Durante a transição, Lula pode derrubar sigilos de 100 anos impostos por Bolsonaro ?

Por meio de uma interpretação da Lei de Acesso à Informação, criada para assegurar a transparência na gestão pública, o presidente Jair Bolsonaro (PL) usou exaustivamente a imposição do sigilo de 100 anos.

Dentre as informações censuradas estão desde seu cartão de vacina, passando pelas visitas dos filhos ao Palácio do Planalto, até as investigações sobre a participação do ex-ministro da Saúde e então general da ativa do Exército, Eduardo Pazuello, em uma manifestação política no Rio de Janeiro.

Crítico da medida adotada pelo adversário, ainda durante a campanha pela presidência Lula prometeu para os primeiros dias de sua gestão realizar um “revogaço” dos sigilos impostos por Bolsonaro.

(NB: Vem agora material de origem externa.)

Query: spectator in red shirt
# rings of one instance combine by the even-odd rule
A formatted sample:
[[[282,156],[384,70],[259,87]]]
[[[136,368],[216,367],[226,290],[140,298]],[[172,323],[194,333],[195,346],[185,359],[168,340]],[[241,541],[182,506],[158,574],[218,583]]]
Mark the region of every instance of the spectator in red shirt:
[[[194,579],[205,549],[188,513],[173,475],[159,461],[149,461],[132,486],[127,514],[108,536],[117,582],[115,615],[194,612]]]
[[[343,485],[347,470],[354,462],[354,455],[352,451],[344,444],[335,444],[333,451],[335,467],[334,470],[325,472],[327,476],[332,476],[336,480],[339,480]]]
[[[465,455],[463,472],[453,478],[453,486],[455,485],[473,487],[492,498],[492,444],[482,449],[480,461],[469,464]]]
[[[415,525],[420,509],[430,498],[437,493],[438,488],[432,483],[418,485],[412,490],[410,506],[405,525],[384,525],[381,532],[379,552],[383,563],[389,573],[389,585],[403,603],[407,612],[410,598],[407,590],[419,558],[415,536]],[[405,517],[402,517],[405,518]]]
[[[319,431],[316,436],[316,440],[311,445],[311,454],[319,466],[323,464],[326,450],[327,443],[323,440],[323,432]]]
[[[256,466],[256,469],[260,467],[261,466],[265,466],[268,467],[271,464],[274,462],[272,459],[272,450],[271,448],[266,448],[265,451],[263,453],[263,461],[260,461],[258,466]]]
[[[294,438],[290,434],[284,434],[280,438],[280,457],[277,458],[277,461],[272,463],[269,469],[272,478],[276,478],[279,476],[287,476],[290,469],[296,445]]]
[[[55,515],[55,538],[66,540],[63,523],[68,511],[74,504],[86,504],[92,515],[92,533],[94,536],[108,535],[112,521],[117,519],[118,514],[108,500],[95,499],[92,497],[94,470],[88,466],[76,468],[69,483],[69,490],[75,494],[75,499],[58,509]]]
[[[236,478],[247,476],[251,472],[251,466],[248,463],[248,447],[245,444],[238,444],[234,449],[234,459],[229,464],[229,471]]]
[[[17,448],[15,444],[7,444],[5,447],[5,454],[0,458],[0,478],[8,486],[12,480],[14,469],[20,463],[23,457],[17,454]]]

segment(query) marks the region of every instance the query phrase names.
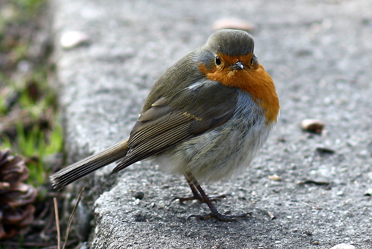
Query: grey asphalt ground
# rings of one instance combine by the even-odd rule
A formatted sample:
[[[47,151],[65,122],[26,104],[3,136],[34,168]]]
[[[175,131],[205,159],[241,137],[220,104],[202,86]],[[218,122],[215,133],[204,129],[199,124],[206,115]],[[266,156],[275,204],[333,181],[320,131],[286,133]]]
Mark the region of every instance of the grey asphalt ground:
[[[95,216],[91,248],[328,249],[344,242],[372,248],[372,200],[365,194],[372,188],[372,1],[53,0],[52,5],[69,162],[126,138],[153,84],[203,44],[220,18],[256,26],[255,54],[280,101],[276,127],[244,174],[202,185],[207,193],[232,195],[216,203],[220,211],[249,211],[251,217],[186,220],[208,210],[198,202],[168,205],[189,194],[183,179],[147,162],[108,176],[112,165],[77,184],[89,187],[84,203],[99,197],[86,208]],[[86,33],[90,44],[62,49],[59,38],[71,30]],[[308,118],[323,120],[326,132],[301,130]],[[281,180],[269,179],[275,174]],[[330,184],[298,184],[309,180]],[[139,191],[144,197],[136,201]]]

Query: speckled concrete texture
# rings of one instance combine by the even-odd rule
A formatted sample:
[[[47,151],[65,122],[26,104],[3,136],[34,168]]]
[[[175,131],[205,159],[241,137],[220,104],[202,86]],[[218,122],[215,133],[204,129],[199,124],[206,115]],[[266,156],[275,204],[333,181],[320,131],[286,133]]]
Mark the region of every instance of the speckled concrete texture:
[[[365,194],[372,188],[372,1],[53,0],[52,6],[70,162],[126,138],[156,79],[203,44],[221,18],[256,25],[255,52],[280,101],[278,124],[244,174],[202,185],[207,193],[232,194],[217,203],[219,210],[251,217],[186,220],[208,210],[198,202],[169,205],[189,194],[183,179],[146,162],[109,177],[112,165],[86,178],[90,198],[102,193],[88,207],[96,224],[91,248],[372,248],[372,200]],[[76,30],[89,44],[62,49],[59,38]],[[324,122],[326,132],[302,131],[308,118]],[[334,153],[317,150],[324,148]],[[269,179],[275,174],[281,180]],[[299,184],[306,180],[330,184]],[[144,197],[136,200],[138,191]]]

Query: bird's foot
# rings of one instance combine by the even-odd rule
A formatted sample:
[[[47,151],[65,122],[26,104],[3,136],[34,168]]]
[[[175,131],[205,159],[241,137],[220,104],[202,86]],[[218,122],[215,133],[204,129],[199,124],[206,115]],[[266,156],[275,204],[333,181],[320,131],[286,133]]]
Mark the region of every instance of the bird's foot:
[[[216,195],[215,196],[211,196],[210,197],[208,197],[208,198],[210,200],[212,201],[221,201],[221,199],[222,198],[225,198],[228,196],[229,195],[231,196],[231,195],[230,194],[220,194],[219,195]],[[172,200],[170,200],[170,201],[169,202],[169,204],[171,203],[173,201],[178,200],[178,201],[180,203],[182,203],[184,201],[193,201],[194,200],[198,200],[202,202],[205,202],[205,200],[203,198],[201,195],[194,195],[192,196],[183,196],[183,197],[173,197]]]
[[[195,217],[197,220],[205,220],[210,218],[214,218],[219,220],[225,221],[238,221],[238,219],[237,219],[237,218],[247,217],[248,215],[251,216],[250,213],[243,213],[235,215],[227,215],[230,213],[230,211],[228,211],[222,214],[217,212],[215,213],[211,212],[206,214],[191,214],[186,219],[188,220],[190,218],[193,217]]]

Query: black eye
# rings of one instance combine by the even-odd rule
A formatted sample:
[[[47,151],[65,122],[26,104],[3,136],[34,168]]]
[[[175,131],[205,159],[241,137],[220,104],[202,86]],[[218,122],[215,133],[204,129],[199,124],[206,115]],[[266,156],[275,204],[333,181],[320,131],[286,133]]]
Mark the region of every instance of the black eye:
[[[253,65],[254,63],[258,63],[258,60],[257,59],[257,57],[256,57],[256,55],[253,54],[253,55],[252,56],[252,59],[251,60],[251,65]]]

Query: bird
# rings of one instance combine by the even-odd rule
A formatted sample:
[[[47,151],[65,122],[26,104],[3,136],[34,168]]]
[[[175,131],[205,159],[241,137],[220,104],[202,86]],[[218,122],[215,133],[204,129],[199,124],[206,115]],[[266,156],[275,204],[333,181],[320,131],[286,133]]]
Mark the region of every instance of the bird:
[[[211,212],[197,219],[237,220],[248,213],[221,213],[198,182],[231,179],[249,166],[277,123],[279,103],[273,81],[254,52],[252,35],[215,31],[206,43],[155,82],[129,138],[51,176],[60,190],[118,161],[113,174],[150,160],[166,173],[183,176],[191,190],[180,202],[197,199]]]

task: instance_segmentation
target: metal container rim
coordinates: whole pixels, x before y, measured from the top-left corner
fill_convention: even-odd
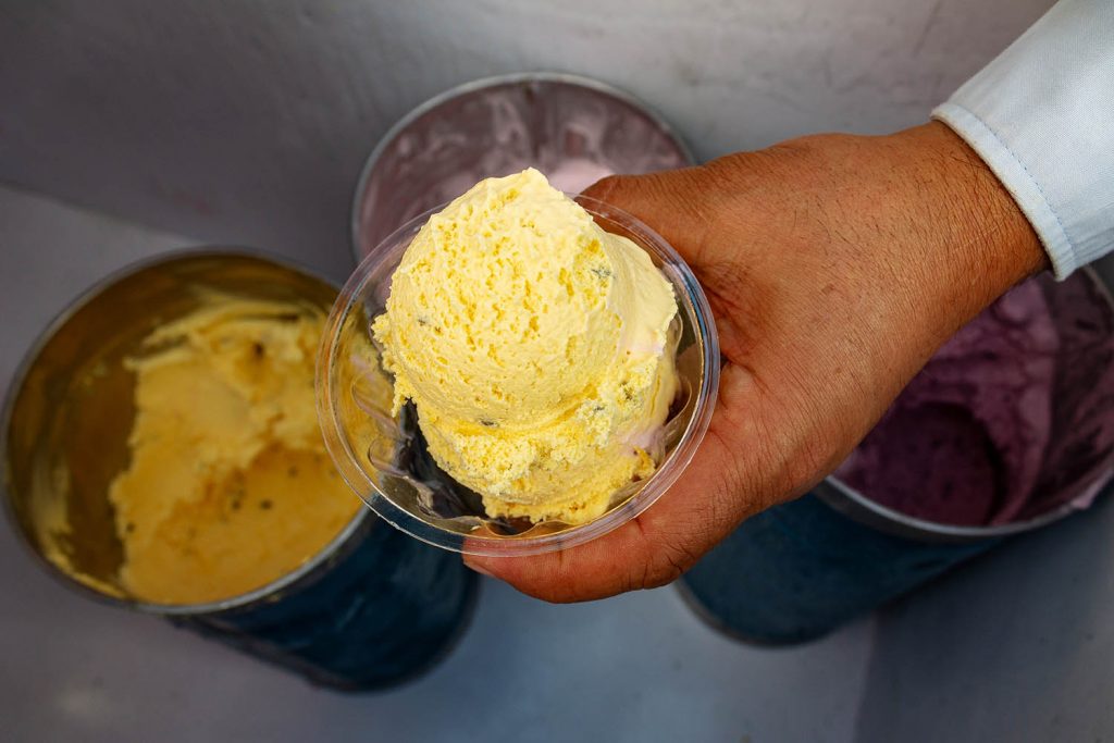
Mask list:
[[[237,596],[223,598],[216,602],[206,602],[203,604],[157,604],[119,598],[117,596],[111,596],[96,590],[80,580],[68,576],[63,570],[59,569],[58,566],[47,559],[36,548],[30,540],[30,536],[26,534],[25,529],[19,525],[12,504],[14,500],[14,493],[11,492],[11,466],[8,461],[9,429],[11,427],[11,417],[16,408],[16,401],[20,398],[20,394],[23,391],[23,384],[27,381],[27,375],[39,360],[39,355],[42,353],[43,349],[75,314],[81,311],[94,300],[101,296],[105,292],[119,284],[121,281],[160,265],[199,258],[252,258],[294,271],[309,278],[320,281],[339,292],[339,287],[335,282],[326,278],[304,264],[284,256],[273,255],[256,247],[240,245],[201,245],[175,248],[159,253],[158,255],[139,258],[138,261],[134,261],[109,272],[107,275],[97,280],[88,287],[81,290],[77,296],[66,303],[66,305],[63,305],[62,309],[47,322],[43,329],[28,346],[22,359],[20,359],[20,362],[16,365],[8,390],[3,397],[2,407],[0,407],[0,452],[2,452],[2,460],[0,460],[0,495],[2,495],[3,500],[4,520],[8,522],[11,530],[16,532],[17,541],[19,541],[22,545],[22,548],[30,554],[35,563],[42,567],[55,580],[59,581],[67,588],[77,590],[105,604],[125,606],[146,614],[160,616],[213,615],[247,606],[263,599],[312,573],[319,565],[332,557],[341,548],[341,546],[348,541],[352,534],[360,528],[364,519],[371,518],[371,509],[367,506],[362,506],[352,520],[349,521],[344,529],[340,531],[340,534],[333,537],[333,539],[315,553],[313,557],[307,559],[294,570],[291,570],[277,579],[246,594],[240,594]]]
[[[368,182],[371,179],[371,174],[379,164],[379,159],[383,156],[387,147],[390,146],[398,136],[416,120],[433,110],[438,106],[444,104],[453,98],[459,98],[461,96],[476,92],[477,90],[483,90],[486,88],[496,88],[506,85],[516,85],[520,82],[558,82],[570,86],[578,86],[582,88],[587,88],[595,92],[602,92],[613,98],[620,100],[628,106],[642,111],[651,121],[657,126],[662,133],[667,136],[674,145],[676,145],[677,150],[684,157],[684,159],[690,165],[695,165],[696,159],[693,156],[692,150],[685,140],[674,130],[674,128],[664,119],[662,116],[654,110],[652,107],[647,106],[645,101],[639,99],[637,96],[627,92],[620,88],[616,88],[613,85],[603,82],[595,78],[590,78],[584,75],[576,75],[574,72],[559,72],[559,71],[546,71],[539,70],[534,72],[509,72],[506,75],[491,75],[488,77],[477,78],[475,80],[469,80],[462,82],[458,86],[453,86],[441,92],[427,98],[424,101],[412,108],[409,113],[404,114],[402,118],[391,125],[387,133],[380,137],[379,141],[372,148],[371,154],[368,155],[368,159],[364,160],[363,167],[360,169],[360,175],[356,178],[355,194],[352,198],[352,207],[349,213],[349,239],[352,243],[352,256],[355,258],[356,264],[363,261],[363,255],[360,253],[360,207],[363,204],[364,195],[368,190]]]
[[[1114,293],[1106,285],[1106,282],[1102,280],[1102,276],[1098,275],[1098,272],[1091,266],[1084,266],[1079,272],[1091,281],[1092,285],[1098,291],[1103,300],[1105,300],[1110,310],[1114,312]],[[1107,462],[1114,465],[1114,452],[1107,456]],[[847,485],[834,475],[825,477],[820,487],[815,489],[815,492],[825,504],[859,522],[873,526],[899,537],[934,542],[971,542],[1008,537],[1039,529],[1079,510],[1069,500],[1024,521],[1013,521],[996,526],[957,526],[915,518],[896,511],[892,508],[887,508],[881,504],[870,500],[867,496]]]

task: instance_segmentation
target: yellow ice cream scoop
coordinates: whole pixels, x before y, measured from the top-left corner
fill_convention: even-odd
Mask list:
[[[535,169],[421,228],[373,334],[438,465],[490,516],[579,524],[656,466],[676,391],[673,289]]]

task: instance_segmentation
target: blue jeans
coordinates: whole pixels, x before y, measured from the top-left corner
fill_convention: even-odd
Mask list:
[[[820,637],[999,541],[940,545],[893,537],[809,493],[744,521],[680,588],[727,634],[790,645]]]

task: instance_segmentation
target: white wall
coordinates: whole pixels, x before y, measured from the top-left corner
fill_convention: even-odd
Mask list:
[[[350,266],[360,164],[463,80],[627,88],[702,157],[931,106],[1051,0],[27,0],[0,9],[0,180]]]

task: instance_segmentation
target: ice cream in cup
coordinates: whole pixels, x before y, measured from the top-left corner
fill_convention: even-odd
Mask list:
[[[676,479],[719,348],[659,236],[526,169],[373,251],[317,375],[326,447],[380,516],[449,549],[532,554],[616,528]]]

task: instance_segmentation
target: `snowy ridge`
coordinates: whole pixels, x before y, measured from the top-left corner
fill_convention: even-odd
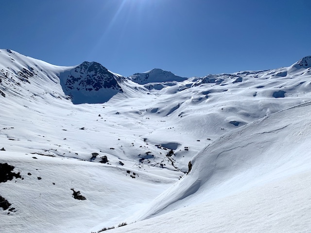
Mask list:
[[[153,69],[144,73],[137,73],[129,77],[133,82],[144,84],[149,83],[165,83],[167,82],[183,81],[186,78],[177,76],[170,71],[161,69]]]
[[[310,119],[301,117],[311,110],[309,102],[222,136],[193,157],[189,175],[157,198],[142,218],[311,171]]]
[[[60,75],[62,86],[74,104],[103,103],[122,93],[118,78],[99,63],[88,62]]]
[[[179,82],[156,69],[159,79],[142,85],[95,62],[0,50],[0,166],[23,178],[0,183],[11,204],[0,232],[136,221],[110,231],[308,232],[309,58]]]

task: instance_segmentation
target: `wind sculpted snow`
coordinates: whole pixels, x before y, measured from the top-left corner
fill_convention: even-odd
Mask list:
[[[224,232],[229,222],[265,232],[260,213],[290,222],[273,202],[285,208],[274,189],[282,185],[294,187],[277,190],[301,220],[290,215],[301,227],[284,226],[308,231],[308,57],[179,82],[156,72],[168,79],[143,85],[96,63],[59,67],[0,50],[0,163],[21,177],[0,184],[11,205],[0,208],[0,232],[90,233],[135,221],[110,231]]]

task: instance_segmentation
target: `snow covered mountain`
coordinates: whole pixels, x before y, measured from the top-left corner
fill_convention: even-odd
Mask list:
[[[167,82],[181,82],[186,78],[177,76],[170,71],[161,69],[153,69],[144,73],[137,73],[129,78],[135,83],[144,84],[150,83],[165,83]]]
[[[0,50],[0,232],[307,232],[311,57],[174,79]]]
[[[123,78],[96,62],[84,62],[61,73],[61,84],[75,104],[103,103],[123,90],[118,83]]]

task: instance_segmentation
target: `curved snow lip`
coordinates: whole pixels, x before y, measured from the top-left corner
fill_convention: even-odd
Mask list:
[[[311,146],[305,142],[311,140],[311,130],[301,116],[310,111],[311,101],[224,134],[195,155],[189,175],[158,196],[138,219],[227,197],[310,169]],[[284,120],[280,121],[281,117]]]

Apesar da ansiedade dos eleitores quanto aos conteúdos confidenciais, de fato, será preciso aguardar a posse do novo governo para eventualmente tomar conhecimento. “É a partir do início do novo governo que os atos como a baixa dos sigilos possam acontecer”, explicou o advogado. “Os atos como presidente da República apenas serão levados a efeito quando do efetivo começo do governo”, destacou.
O que acontece se, realmente, Bolsonaro decidir não entregar a faixa presidencial a Lula?

Após o silêncio de Jair Bolsonaro (PL) após o segundo turno das eleições e sua resistência em reconhecer publicamente de forma clara a vitória de Lula (PT), aliados relatam que do atual chefe do Executivo tem cogitado não participar da cerimônia de posse do adversário, em 1º de janeiro de 2023. Segundo interlocutores, ele planeja viajar ao exterior para não passar a faixa presidencial ao petista.

Apesar da inusual postura em uma democracia, a eventual ausência do mandatário ao lado do presidente eleito não implicaria em qualquer impedimento para a sucessão.

“O que se espera, como um agente público, como um chefe de Estado, é que ele, o presidente da República, compareça a essa cerimônia e que, de fato, passe a faixa para o presidente eleito, como a tradição durante toda a nossa democracia foi feito”, disse o jurista, explicando, no entanto, que a passagem da faixa é apenas “um ato simbólico, que visa um marco de mudança de governo”.

Segundo Neomar Filho, na hipótese de Bolsonaro não comparecer à cerimônia, o vice-presidente Hamilton Mourão (Republicanos-RS), que já havia se oferecido para a incumbência, pode substituí-lo.